PUEBLO, COLO. -- As I'm scraping out thick mud caked to the bottom of my boots I hear, "Well that definitely doesn't look good at all." Canvassing the mud-spattered site here, my jaw dropped. The 50-foot antenna mast, which serves as the primary communication for air to ground transmissions for the Hard-sided Expandable Lightweight Air Mobility Shelter, snapped at its midsection during 60-mph wind throughout the night. It lay twisted at a 90 degree angle. Pieces lay strewn about the ground.
"This is the kind of thing that happens in a deployed situation," Col. Mike Miller, 439th Operations Group Commander, said. "Now they need to figure out how to handle the situation and press on with the mission."

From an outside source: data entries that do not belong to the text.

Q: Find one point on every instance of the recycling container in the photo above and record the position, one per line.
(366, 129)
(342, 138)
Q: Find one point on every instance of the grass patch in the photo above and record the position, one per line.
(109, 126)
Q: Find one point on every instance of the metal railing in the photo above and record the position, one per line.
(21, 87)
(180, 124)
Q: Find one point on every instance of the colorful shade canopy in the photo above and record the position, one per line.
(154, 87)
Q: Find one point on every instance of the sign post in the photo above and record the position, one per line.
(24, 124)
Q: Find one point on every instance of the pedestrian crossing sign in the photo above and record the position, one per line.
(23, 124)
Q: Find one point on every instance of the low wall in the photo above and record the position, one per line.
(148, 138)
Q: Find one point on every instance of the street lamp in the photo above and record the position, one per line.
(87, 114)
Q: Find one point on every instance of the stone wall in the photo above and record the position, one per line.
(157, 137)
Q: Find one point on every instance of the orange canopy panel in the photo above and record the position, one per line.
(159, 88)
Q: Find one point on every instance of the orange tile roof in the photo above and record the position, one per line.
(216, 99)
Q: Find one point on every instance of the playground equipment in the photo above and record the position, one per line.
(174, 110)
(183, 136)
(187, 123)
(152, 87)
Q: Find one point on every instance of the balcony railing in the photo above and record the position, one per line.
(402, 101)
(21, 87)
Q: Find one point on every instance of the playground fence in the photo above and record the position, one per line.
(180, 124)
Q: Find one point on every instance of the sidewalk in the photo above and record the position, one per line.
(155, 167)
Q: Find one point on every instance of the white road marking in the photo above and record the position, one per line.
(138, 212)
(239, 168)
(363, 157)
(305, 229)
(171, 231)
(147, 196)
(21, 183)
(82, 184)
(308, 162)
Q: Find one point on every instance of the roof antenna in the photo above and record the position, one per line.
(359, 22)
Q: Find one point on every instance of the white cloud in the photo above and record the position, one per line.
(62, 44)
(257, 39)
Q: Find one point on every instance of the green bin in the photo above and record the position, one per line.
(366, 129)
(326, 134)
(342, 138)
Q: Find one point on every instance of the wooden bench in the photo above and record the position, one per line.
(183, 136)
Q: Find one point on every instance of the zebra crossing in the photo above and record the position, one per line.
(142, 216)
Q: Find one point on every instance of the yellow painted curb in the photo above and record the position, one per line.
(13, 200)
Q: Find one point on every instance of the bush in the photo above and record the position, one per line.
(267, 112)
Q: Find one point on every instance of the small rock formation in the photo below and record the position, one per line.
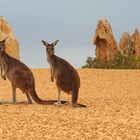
(12, 45)
(136, 43)
(106, 46)
(126, 44)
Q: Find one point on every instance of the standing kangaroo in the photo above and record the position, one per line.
(67, 78)
(20, 77)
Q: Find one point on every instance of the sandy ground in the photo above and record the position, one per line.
(113, 109)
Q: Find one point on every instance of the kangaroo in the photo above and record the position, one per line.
(20, 77)
(67, 78)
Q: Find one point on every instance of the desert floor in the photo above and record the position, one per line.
(112, 113)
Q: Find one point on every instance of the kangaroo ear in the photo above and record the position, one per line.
(55, 42)
(44, 43)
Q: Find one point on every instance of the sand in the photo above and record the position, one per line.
(113, 109)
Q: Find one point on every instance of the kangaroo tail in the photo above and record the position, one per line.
(38, 100)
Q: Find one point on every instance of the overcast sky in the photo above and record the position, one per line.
(73, 22)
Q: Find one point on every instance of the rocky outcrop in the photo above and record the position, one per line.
(12, 45)
(136, 43)
(126, 44)
(106, 46)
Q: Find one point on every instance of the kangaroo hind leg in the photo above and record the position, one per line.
(58, 103)
(29, 100)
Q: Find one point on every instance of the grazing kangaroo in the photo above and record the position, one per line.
(67, 78)
(20, 77)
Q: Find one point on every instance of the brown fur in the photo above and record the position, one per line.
(67, 78)
(20, 77)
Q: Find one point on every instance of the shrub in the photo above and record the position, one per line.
(120, 62)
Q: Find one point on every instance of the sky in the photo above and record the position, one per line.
(73, 22)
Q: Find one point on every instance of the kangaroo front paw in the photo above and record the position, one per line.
(57, 103)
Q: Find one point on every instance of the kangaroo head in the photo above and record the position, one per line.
(50, 47)
(2, 47)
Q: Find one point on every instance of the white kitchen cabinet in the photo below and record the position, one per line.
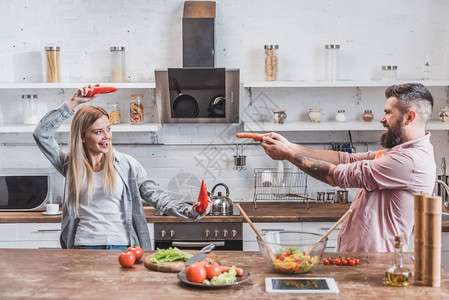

This was day one of "Patriot Express," an annual Air Force Reserve Command AFRC-sponsored air mobility exercise.
Thirty-three Airmen, 20 from Westover, had just set up a 'bare-bones' base the day before, establishing communications, ensuring two generators worked and starting up a Small Package Initial Communication Element for secure and unsecure networking.
"We reacted decisively and appropriately to our real-world situation," said 1st Lt. Matthew Borowski, 439th Airlift Control Flight officer. "These kinds of events prepare troops for real world situations," He said.
The unit used a mast from another hi-frequency system and adapted the connector to hold a UHF antenna.
"The way it's set up, we're able to receive about the same air-to-ground communication distance which is about 20 miles," said MSgt. Alexander Cotton, 439th ALCF communications supervisor.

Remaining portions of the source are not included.